We appreciate the comment and added more details
(10) Figure 3: Please, add a color legend in panel B (not only in the caption, but in the panel, such as in A, C, D).
We added a color legend in panel B.
(11) Do the authors recommend routine surveillance to detect importation in Mozambique, or are these results solid enough to propose strategies? How possible is it that importation rates vary in the future in the south? If so, how feasible is it to implement all this process (including the amplicon sequencing) routinely?
We added the following text in the discussion: “While these results propose programmatic strategies for the two study districts, routine surveillance to detect importation in Mozambique would allow for identifying new strategies in other districts aiming for elimination, as well as monitoring changes in importation rates in Magude and Matutuine in the future. If scaling molecular surveillance is not feasible, travel reports could be integrated in the routing surveillance to extrapolate the case classification based on the results of this study. “
(12) Which other proxies of transmission intensity could have been used?

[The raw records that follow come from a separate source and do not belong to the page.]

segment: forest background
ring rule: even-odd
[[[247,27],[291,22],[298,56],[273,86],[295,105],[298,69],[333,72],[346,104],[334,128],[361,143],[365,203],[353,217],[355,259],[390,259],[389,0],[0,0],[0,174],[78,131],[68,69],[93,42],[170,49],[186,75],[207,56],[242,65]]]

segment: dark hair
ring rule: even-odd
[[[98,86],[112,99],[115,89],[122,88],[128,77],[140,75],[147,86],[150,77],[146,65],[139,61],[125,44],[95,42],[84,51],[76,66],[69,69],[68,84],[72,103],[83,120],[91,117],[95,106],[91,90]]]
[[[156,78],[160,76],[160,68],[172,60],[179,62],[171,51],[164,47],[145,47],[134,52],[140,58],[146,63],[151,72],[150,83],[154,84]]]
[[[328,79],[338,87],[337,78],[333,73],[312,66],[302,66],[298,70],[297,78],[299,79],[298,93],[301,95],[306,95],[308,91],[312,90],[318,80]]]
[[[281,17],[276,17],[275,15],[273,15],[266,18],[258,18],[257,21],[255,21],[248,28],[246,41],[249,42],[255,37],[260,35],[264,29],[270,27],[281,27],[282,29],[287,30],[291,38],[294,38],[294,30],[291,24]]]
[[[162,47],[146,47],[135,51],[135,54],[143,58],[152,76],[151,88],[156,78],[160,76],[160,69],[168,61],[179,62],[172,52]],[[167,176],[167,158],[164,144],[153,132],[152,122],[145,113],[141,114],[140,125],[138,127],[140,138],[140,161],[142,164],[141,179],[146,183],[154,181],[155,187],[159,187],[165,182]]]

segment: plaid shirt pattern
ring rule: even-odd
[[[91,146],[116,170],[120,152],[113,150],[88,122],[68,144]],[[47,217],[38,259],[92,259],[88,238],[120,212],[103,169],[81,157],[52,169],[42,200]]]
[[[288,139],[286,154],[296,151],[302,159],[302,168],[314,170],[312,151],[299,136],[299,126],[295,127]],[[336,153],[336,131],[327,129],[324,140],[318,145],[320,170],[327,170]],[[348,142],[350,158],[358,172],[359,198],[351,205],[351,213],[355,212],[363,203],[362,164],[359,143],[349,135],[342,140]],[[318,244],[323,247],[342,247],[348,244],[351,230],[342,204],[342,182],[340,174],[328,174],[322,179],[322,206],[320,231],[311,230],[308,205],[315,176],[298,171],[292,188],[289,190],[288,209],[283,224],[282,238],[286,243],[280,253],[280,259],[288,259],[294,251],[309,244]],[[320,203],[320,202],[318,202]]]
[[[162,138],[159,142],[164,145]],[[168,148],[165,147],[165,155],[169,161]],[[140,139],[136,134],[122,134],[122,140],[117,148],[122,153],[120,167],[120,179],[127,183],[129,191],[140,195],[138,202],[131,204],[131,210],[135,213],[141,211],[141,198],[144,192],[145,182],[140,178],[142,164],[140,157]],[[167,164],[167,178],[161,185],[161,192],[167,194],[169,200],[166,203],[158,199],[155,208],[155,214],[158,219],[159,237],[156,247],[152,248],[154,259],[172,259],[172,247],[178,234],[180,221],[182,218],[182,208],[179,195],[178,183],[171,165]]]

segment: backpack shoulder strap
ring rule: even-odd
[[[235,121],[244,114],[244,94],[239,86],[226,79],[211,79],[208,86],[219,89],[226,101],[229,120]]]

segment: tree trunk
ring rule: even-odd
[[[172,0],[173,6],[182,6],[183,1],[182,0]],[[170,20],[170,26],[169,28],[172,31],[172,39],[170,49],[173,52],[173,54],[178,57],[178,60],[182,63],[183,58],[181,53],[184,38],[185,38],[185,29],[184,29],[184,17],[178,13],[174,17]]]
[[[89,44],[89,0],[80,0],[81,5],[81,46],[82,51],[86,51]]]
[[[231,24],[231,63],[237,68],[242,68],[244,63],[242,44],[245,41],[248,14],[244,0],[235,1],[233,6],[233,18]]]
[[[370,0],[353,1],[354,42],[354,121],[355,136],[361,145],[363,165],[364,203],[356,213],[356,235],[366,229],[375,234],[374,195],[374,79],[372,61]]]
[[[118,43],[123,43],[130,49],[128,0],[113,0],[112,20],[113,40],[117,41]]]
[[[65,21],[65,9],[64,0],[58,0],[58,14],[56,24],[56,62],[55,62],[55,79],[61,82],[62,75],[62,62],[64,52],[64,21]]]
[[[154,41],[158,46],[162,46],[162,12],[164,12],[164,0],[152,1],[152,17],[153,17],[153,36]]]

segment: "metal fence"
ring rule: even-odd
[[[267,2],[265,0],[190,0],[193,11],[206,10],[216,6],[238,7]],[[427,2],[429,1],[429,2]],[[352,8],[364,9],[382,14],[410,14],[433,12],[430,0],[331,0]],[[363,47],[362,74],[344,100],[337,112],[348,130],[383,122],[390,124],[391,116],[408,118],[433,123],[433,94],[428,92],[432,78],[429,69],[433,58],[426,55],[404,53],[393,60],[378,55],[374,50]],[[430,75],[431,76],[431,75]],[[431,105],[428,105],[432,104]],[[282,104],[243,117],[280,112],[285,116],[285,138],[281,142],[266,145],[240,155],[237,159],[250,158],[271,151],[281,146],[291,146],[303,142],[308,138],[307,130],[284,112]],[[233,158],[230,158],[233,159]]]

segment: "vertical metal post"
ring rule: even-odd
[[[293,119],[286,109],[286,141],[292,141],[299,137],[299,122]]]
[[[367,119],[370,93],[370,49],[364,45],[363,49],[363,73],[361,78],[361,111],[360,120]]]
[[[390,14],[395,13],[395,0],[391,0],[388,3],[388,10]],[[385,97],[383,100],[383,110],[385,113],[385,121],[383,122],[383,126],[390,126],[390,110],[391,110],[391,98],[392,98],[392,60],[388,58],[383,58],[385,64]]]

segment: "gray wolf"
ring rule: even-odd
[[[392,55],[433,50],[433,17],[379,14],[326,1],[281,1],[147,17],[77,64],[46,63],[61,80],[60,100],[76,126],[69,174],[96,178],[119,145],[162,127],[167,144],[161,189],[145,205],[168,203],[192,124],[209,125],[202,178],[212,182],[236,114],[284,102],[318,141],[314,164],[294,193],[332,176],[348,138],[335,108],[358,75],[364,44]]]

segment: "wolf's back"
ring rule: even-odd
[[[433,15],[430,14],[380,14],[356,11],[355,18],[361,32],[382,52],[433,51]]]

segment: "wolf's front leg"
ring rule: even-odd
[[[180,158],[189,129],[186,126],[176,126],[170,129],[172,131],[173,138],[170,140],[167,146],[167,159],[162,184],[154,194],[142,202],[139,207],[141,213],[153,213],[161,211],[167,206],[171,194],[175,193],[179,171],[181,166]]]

Better proxies of transmission intensity could be malaria incidence at the monthly level from national surveillance systems, or estimates of force of infection, for example from the use of molecular longitudinal data if available. We added this text in the discussion.
(13) Can this strategy be applied to P. vivax-endemic areas outside Africa?
This new method can also be applied to P. vivax-endemic areas outside Africa. Symptomatic P. vivax cases are not necessarily reflecting recent infections, so that travel reports might need to cover longer time periods, which does not require any essential adaptation to the method. We added this text to the discussion.